E se no meio deste quadro de desenvolvimento e crescimento económico, o tecido empresarial poderia já não surpreender, pois desde o final dos anos 80 do século passado que tem vindo a ser acompanhado, monitorizado e estudado por empresários, académicos, e até por quem não se interessa por estas matérias (tal é a incontornabilidade da realidade), a verdade é que uma análise, por mais superficial que seja, permite perceber que há um novo paradigma: a economia cultural!
A Província de Jiangsu é um dos melhores exemplos de como a economia e as novas políticas ambientais são uma mais-valia, se aliadas à Cultura e suas diferentes manifestações. A título de exemplo, destaco o museu que preserva as ruínas do Grande Templo de Bao’en, o Museu de Nanjing, a exploração (sustentável) da área urbana atravessada pelo Rio Qinhuai ou ainda o Jardim da Floresta do Leão – serviu de inspiração para a concepção do nosso Jardim de Lou Lim Ioc. Estas são quatro das maiores atracções turísticas de Jiangsu, sendo facilmente perceptível, no caso do museu das ruínas do Grande Templo de Bao’en, a adopção de inúmeras soluções tecnológicas, ao mesmo tempo que vigora um absoluto respeito pela Natureza ambiental e espiritual.
A verdade é que o tecido empresarial chinês mudou muito nos últimos anos, em resultado da conversão das fábricas mais poluentes em unidades fabris mais amigas do Ambiente, o que explica a proliferação de empresas dedicadas ao desenvolvimento de produtos ligados às tecnologias de informação.
Se chegados a este ponto ainda houvesse quem tivesse dúvidas quanto ao potencial chinês, eis que outros, como Singapura, se aproximaram de Pequim, rendidos ao Novo Império do Meio. E foi precisamente com a cidade-Estado que a China firmou um acordo de cooperação, vindo os dois países a desenvolver o Parque Industrial de Suzhou (SIP, na sigla inglesa). Este ocupa uma área total de 278 quilómetros quadrados, com cerca de 807 mil e 800 residentes permanentes, combinando diferentes sectores de actividade e lazer para os trabalhadores e as suas famílias. Do que foi permitido observar, houve o cuidado da parte dos projectistas em adoptar o SIP de infraestruturas sociais, como escolas, Universidades, centros de animação cultural, hospitais e outras unidades de saúde, jardins e zonas de lazer para miúdos e graúdos.
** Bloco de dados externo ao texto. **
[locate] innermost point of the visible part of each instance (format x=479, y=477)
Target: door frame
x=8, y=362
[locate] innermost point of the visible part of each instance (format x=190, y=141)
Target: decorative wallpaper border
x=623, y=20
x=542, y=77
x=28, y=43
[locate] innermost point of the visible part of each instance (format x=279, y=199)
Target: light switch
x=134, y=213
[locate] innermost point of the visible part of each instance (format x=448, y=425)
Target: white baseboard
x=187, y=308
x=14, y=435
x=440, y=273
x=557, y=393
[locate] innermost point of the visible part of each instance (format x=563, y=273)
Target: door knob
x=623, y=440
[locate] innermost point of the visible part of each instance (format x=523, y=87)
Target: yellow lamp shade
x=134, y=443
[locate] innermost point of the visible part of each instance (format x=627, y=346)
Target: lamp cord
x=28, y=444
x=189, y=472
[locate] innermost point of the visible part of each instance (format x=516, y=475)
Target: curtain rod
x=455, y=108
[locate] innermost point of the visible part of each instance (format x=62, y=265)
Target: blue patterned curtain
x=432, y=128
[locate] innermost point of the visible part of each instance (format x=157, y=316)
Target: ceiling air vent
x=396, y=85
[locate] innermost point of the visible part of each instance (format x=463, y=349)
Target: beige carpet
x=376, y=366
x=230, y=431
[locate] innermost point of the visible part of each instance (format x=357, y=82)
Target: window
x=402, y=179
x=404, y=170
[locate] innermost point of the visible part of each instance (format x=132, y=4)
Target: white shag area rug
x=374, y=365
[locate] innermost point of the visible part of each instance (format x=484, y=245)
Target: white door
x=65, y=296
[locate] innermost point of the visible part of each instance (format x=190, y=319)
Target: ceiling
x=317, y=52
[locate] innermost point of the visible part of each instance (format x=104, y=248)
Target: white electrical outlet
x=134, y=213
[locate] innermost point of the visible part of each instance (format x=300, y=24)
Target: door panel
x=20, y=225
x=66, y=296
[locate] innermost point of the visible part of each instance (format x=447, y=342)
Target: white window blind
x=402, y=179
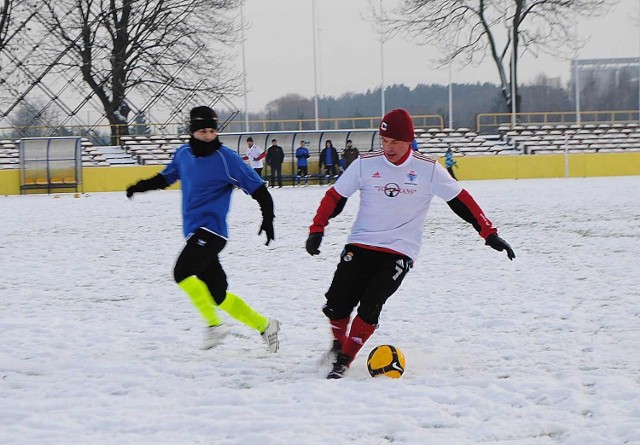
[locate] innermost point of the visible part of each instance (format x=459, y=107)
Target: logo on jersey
x=392, y=190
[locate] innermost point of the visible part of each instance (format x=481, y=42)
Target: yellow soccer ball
x=386, y=360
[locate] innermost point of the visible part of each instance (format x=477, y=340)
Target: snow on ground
x=99, y=346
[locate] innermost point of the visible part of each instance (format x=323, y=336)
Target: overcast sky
x=279, y=50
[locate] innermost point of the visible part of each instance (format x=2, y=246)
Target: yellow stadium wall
x=107, y=179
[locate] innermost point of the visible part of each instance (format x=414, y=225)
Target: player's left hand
x=497, y=243
x=267, y=227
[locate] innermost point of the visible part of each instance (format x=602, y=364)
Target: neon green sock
x=201, y=298
x=241, y=311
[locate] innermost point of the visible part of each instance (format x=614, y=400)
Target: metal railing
x=487, y=123
x=101, y=134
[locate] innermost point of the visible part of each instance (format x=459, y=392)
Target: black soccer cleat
x=340, y=366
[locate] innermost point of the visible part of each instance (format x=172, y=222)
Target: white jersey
x=394, y=199
x=254, y=153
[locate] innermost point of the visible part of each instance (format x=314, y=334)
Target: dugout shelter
x=50, y=164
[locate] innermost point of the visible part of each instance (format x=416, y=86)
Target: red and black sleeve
x=468, y=209
x=330, y=207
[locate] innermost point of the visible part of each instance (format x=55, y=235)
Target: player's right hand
x=313, y=243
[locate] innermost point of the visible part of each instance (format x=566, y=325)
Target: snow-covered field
x=99, y=346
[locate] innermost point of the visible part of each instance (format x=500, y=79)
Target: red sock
x=359, y=334
x=339, y=329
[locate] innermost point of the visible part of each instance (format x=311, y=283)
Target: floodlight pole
x=244, y=71
x=315, y=64
x=451, y=94
x=513, y=79
x=577, y=84
x=382, y=102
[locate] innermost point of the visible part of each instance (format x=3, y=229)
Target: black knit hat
x=202, y=117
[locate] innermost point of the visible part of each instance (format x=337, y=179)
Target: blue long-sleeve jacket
x=207, y=184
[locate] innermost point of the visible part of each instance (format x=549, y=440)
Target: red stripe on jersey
x=373, y=154
x=486, y=227
x=424, y=157
x=325, y=210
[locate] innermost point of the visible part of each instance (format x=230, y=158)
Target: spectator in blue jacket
x=449, y=162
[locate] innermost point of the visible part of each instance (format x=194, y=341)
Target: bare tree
x=471, y=30
x=146, y=48
x=5, y=18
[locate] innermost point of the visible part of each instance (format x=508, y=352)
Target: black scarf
x=200, y=148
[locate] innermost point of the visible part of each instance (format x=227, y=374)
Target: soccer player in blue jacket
x=208, y=172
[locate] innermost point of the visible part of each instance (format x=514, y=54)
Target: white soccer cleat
x=270, y=335
x=213, y=336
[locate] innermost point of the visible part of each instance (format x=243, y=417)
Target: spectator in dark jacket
x=350, y=153
x=329, y=158
x=275, y=158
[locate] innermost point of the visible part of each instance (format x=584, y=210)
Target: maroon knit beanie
x=397, y=124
Dado que a médio prazo não é expectável que todas as fábricas poluentes saiam da China, ou passem por um processo de reconversão, muito do foco está em minimizar o impacto ambiental e social das empresas nas comunidades onde se estabelecem. As políticas implementadas para o alcançar tem permitido melhorar a qualidade de vida das populações, mesmo nas periferias das cidades. Assim, evita-se a proliferação de bairros suburbanos, autênticos guetos em que o sentimento de exclusão do grupo é combustível para a criminalidade.
Quanto às críticas, nomeadamente da autoria de personalidades ou de Estados – é algo que haverá sempre, o que é perfeitamente normal quando se pretende menosprezar as maiores e mais fortes economias do mundo. Lembremo-nos dos ataques diplomáticos aos Estados Unidos nos anos 80 e 90…
A conclusão que se tira é simples: apesar da China ser hoje a segunda maior economia do mundo, caminhando a passos largos para o pódio cimeiro em que há muito se encontram os Estados Unidos, tende-se a ignorar o que de bom a China vai fazendo, preferindo-se enaltecer o mau e menos bom. Sim, porque também há disso exemplos, claro! Mas desafio o leitor a nomear um país em que tudo seja perfeito.
Immanuel Kant dizia que somos livres quando podemos fazer o que não queremos. Eu acrescentaria: e quando fazemos o que não queremos, atingimos a liberdade e a prosperidade. Todas as religiões o explicam.